Median follow-up was 30 months. On multivariable analysis, gastrointestinal and female sexual dysfunction subscales were associated with increased risk of phenoconversion, while the cardiovascular subscale and neurogenic orthostatic hypotension were associated with increased risk of SE-ADL ≤ 70; respective hazard ratios (95% confidence intervals) were 1.13 (1.01-1.27), 3.26 (1.39-7.61), 1.87 (1.16-2.99), 5.45 (1.40-21.25). Only the association between the cardiovascular subscale and SE-ADL ≤ 70 was modified by cohort.

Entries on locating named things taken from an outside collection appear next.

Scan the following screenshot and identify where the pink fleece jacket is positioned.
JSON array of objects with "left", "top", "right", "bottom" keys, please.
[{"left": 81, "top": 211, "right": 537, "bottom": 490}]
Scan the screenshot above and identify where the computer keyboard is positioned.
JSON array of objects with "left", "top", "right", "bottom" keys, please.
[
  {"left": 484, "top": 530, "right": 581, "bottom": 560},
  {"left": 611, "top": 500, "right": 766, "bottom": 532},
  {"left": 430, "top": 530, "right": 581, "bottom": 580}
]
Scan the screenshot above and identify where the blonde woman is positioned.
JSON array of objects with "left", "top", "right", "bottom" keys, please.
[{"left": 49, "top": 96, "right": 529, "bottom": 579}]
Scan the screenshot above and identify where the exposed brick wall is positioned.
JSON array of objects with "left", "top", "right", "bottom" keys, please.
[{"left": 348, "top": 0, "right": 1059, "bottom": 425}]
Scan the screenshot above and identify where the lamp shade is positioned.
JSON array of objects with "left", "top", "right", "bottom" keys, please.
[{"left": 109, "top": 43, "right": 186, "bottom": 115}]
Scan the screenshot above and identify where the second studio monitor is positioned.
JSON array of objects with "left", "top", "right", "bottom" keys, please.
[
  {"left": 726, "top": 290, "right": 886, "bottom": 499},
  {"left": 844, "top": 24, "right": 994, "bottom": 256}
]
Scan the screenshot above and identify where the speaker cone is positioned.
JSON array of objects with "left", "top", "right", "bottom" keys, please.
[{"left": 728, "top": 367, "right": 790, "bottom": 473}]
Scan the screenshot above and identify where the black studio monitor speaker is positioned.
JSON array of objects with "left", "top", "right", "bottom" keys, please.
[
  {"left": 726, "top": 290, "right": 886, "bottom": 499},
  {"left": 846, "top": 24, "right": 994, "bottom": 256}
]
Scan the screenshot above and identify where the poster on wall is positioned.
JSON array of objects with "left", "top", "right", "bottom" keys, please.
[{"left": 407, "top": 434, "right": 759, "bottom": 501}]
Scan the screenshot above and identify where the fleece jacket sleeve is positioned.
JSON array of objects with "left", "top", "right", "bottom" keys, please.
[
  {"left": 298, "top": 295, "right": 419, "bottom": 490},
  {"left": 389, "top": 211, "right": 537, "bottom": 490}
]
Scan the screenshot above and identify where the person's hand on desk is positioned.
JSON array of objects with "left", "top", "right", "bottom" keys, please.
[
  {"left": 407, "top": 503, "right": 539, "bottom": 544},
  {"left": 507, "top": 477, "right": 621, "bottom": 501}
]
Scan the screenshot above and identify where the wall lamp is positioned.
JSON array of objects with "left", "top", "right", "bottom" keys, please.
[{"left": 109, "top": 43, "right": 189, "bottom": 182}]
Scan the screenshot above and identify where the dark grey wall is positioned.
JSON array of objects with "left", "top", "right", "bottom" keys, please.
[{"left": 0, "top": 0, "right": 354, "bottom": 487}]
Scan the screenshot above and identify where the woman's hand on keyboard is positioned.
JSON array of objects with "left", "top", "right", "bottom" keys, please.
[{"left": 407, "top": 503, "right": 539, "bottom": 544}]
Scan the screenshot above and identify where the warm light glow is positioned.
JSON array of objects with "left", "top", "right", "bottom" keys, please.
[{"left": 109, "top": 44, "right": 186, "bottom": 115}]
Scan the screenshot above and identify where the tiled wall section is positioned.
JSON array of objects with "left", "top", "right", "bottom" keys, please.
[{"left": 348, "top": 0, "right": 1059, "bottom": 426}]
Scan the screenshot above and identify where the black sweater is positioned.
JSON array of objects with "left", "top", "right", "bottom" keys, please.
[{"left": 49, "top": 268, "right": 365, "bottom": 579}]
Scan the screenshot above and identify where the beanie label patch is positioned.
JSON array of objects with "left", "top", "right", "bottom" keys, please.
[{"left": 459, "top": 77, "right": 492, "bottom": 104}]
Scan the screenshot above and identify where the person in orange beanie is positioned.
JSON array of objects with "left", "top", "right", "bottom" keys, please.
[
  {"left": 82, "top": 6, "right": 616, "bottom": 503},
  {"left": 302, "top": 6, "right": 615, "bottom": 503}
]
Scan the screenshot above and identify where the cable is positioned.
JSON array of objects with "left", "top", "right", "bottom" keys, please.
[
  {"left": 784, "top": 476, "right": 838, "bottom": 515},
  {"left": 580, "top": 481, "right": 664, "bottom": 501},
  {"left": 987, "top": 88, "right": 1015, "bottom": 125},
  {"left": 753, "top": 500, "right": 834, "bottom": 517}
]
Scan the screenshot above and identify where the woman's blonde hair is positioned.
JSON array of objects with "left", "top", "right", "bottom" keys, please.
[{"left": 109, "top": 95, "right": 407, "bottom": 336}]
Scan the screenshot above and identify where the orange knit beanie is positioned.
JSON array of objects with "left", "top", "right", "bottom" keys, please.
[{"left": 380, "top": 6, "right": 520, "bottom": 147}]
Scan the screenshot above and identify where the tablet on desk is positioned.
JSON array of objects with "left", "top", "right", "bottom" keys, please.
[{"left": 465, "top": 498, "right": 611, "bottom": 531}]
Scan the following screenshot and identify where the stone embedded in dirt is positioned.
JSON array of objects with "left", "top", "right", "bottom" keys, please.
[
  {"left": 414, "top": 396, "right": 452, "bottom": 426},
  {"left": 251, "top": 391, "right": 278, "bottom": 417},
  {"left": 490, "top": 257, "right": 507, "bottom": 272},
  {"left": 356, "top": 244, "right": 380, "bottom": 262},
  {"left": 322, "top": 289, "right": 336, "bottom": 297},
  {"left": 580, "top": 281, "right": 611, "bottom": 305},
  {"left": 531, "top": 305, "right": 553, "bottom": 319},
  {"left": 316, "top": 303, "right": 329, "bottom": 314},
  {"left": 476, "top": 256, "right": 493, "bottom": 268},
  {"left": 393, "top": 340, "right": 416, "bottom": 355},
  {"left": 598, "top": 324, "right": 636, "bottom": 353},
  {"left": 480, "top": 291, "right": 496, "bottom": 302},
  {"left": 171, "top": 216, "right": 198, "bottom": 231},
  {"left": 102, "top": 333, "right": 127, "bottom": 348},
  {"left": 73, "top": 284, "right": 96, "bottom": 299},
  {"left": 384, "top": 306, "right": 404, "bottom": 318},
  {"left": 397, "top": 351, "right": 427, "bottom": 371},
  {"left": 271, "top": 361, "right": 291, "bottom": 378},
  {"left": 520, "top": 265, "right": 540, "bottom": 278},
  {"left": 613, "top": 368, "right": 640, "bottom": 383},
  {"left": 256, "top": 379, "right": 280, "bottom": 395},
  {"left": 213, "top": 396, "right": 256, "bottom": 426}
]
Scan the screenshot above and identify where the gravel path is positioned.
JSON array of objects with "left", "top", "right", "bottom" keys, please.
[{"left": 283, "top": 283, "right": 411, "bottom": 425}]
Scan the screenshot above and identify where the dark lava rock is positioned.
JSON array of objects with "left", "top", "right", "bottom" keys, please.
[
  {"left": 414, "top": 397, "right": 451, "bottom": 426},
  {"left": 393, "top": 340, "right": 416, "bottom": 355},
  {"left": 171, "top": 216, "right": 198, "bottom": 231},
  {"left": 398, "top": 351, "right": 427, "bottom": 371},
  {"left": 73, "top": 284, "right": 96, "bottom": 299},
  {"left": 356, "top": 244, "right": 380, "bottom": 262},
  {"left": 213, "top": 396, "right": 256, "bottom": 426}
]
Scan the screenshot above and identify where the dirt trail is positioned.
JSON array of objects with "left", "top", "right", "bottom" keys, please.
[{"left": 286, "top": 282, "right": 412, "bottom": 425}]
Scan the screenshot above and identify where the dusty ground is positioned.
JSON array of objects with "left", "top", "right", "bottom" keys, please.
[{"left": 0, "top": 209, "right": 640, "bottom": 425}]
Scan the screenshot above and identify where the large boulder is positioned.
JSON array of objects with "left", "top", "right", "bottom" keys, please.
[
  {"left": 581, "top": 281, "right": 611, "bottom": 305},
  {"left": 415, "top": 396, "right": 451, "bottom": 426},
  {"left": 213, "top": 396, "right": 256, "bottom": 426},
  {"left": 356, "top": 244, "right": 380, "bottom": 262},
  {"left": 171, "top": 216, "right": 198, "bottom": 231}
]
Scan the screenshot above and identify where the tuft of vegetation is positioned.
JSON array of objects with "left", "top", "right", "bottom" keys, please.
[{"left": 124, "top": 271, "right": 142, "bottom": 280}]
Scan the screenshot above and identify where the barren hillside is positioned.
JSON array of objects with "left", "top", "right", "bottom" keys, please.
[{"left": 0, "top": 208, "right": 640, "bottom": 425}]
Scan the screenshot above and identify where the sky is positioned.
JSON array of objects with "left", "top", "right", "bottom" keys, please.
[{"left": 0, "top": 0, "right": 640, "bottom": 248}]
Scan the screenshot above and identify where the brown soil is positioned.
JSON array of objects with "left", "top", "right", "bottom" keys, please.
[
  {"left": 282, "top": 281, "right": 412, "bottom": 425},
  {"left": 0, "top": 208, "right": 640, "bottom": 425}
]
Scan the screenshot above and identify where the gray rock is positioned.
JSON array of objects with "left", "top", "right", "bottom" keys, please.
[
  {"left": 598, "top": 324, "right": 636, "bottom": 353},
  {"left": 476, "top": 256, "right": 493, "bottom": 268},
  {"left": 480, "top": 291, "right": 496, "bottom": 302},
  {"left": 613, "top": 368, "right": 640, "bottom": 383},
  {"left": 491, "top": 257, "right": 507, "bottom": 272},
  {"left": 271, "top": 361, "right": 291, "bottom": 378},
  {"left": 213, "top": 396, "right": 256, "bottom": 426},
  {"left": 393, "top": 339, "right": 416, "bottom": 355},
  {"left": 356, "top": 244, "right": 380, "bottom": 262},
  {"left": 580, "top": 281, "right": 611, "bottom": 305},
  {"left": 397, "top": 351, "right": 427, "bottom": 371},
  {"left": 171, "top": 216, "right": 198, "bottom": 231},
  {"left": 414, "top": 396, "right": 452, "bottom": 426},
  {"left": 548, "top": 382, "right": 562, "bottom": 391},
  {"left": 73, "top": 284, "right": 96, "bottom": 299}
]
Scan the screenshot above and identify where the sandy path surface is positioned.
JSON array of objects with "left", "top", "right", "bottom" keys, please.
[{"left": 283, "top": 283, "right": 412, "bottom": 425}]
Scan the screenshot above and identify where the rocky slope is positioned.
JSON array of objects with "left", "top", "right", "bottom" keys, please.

Symptoms of gastrointestinal and female sexual dysfunction predict phenoconversion in individuals with other risk markers for PD, while signs and symptoms of cardiovascular dysfunction may be associated with functional decline.
确定自主神经功能障碍是否可以将具有帕金森病(PD)其他前驱标志物的个体分层,以预测表型转化和功能下降的风险,这可能有助于确定适合实验研究的亚人群。
数据来自帕金森病进展标志物倡议。纳入了没有 PD 但具有风险特征的队列(嗅觉减退和/或快速眼动睡眠行为障碍、LRRK2 基因突变、GBA 基因突变)。自主神经功能障碍的测量指标包括帕金森病自主神经量表(SCOPA-AUT)、SCOPA-AUT 的七个亚量表以及心血管功能障碍(仰卧位高血压、低脉压、神经源性直立性低血压)。结局指标为表型转化和 Schwab-England 日常生活活动量表(SE-ADL)≤70,这表明存在功能依赖。采用 Cox 比例风险回归评估每个自主神经功能障碍测量指标与表型转化/SE-ADL≤70 的生存情况。如果存在显著关联,则采用似然比检验评估该测量指标与队列之间是否存在显著交互作用。如果存在,则按队列分层重复回归分析。
中位随访时间为 30 个月。多变量分析显示,胃肠道和女性性功能障碍亚量表与表型转化风险增加相关,而心血管亚量表和神经源性直立性低血压与 SE-ADL≤70 的风险增加相关;相应的危险比(95%置信区间)分别为 1.13(1.01-1.27)、3.26(1.39-7.61)、1.87(1.16-2.99)、5.45(1.40-21.25)。只有心血管亚量表与 SE-ADL≤70 之间的关联受到队列的影响。
胃肠道和女性性功能障碍的症状可预测具有 PD 其他风险标志物个体的表型转化,而心血管功能障碍的体征和症状可能与功能下降相关。